Putting your house in order at the kerbside

Householders are often left bewildered by kerbside schemes. Jason Mohr pinpoints the inefficiencies of domestic recycling and suggests ways to improve it


Recent research has highlighted that mass confusion is causing millions of British householders to regularly breach kerbside recycling guidelines. With almost two-thirds admitting to making mistakes when recycling their packaging, a third unclear about what packaging they can recycle, and a large number unsure about what can and can’t be collected, it seems consumers are not getting the education and services they require to make it a success.

In order to effectively encourage people to change, the solution needs to be logical, accessible and hassle-free. It’s easy to see why consumers aren’t engaging with recycling messages and practices. As it stands, local authority recycling schemes are complicated – they have too many different boxes, too many rules and place too much reliance on the consumer. Put simply, they are turning householders off.

This needs to change, and fast. But it can only be achieved through greater consistency and education. The first step has to be a standardisation of recycling across the country, including the use of uniform colours on collection boxes to depict certain types of waste, as well as generic approaches to the collection process.

This would reduce confusion and create a level platform for a national education programme. Standardisation would also allow for accurate benchmarking of recycling levels across the country.

The recycling process needs to be made more consumer friendly. For example, kerbside boxes are often too small to hold all the waste. This creates unnecessary mess for householders, which deters them from recycling. To overcome this problem, local authorities should consider extending the use of wheelie bins, so households could have one bin for co-mingled recyclables, one for food waste, and one for residual waste.

Inconsistency around collections is also driving apathy. In many areas across the UK, collections are unreliable and householders are regularly being forced to live with their waste for longer than necessary. This creates a headache for residents, particularly those who struggle with storage space. One solution would be a system of co-mingling in urban areas.

Facilitated by local authorities, residents could be provided with larger, communal wheelie bins, rather than each property having their own. As well as creating an inclusive mentality between residents, such a scheme would also drive neighbourhood participation, with everyone working together for the common good.

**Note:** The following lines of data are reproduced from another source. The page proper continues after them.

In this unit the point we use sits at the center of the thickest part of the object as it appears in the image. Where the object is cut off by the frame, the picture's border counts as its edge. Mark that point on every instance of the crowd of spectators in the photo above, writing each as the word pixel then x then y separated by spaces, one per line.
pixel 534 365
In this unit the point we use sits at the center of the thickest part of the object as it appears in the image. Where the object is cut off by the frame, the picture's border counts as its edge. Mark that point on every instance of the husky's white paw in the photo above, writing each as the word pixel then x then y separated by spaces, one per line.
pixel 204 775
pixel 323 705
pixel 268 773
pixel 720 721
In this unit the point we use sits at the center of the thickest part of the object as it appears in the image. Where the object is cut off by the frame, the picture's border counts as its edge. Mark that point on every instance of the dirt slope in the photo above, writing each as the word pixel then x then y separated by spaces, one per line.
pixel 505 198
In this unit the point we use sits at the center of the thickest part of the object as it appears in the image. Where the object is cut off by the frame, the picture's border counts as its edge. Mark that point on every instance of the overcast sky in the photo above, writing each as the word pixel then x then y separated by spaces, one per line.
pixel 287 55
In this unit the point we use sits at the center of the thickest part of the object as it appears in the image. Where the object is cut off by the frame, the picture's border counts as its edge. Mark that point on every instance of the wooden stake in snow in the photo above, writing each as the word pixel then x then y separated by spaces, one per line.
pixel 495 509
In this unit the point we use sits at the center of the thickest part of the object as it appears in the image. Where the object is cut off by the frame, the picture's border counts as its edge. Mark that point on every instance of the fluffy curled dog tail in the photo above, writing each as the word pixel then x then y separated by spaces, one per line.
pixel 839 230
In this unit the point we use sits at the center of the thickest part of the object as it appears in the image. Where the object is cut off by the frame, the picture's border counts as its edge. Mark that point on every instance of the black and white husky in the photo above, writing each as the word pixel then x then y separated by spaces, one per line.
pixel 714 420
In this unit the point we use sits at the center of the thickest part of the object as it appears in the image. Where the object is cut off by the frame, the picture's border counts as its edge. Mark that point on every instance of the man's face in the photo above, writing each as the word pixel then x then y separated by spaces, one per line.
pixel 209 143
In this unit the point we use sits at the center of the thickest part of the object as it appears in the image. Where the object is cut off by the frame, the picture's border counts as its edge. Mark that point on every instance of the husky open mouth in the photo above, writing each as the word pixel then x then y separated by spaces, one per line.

Better organisation of collection routes, coupled with co-mingling, would also reduce the large carbon footprint that running separate collections for household waste and recyclables brings. The current multi-collection service, as well as the use of hard-to-recycle plastic collection bags used by some local authorities, sends a contradictory message to people and surely defeats the purpose.

When it comes to educating householders, recycling needs to be instilled in the public as a normal way of life, as it is in other European countries. We need to harness the positive pester power of children at a young age, using them to educate and push their parents to recycle.

Let’s move away from leaflets that ultimately end up in the bin, and take simple steps such as fixing laminates to the lids of collection bins – constant reminders at the point of recycling. Finally, publicising recycling results at a district level would be a great way to create healthy competition between areas and make recycling something to be proud of.

While it’s important to educate the consumer, if recycling facilities are not up to scratch, then it’s a wasted effort. At present, recycling facilities are sending, on average, 9% of collected recyclables to landfill. This is unacceptable, and local authorities need to improve the auditing process that measures the efficiencies of the recycling facilities they use.

Service level agreements need to be reviewed and rebate clauses should be added, triggered if a certain percentage of waste sent to landfill exceeds a specified maximum. Again, if the process was standardised nationally, then key performance indicators could be agreed by all local authorities to measure performance against.

It’s not just packaging waste that consumers are confused about. One area they know very little about is WEEE, a problem confounded by local authorities offering little in the way of kerbside collections for waste electrical items. Not everyone can take such waste to their local tip, so many people are continuing to put it in their wheelie bins.

Councils should look to outsource this side of domestic waste collection to companies such as ourselves. We take the hassle factor away, as we turn up when we say we do, collect items from anywhere on the premises and guarantee that waste is responsibly disposed of.

Local authorities need to re-evaluate the way that collection schemes work, both locally and nationally. Consistency is the key – whether we are talking about the same rules and benchmarks deployed across the country, the messages that educate, the recycling rules or the service. Oh, and if councils could ensure that bin men put the lid back on the bins, that would be a bonus.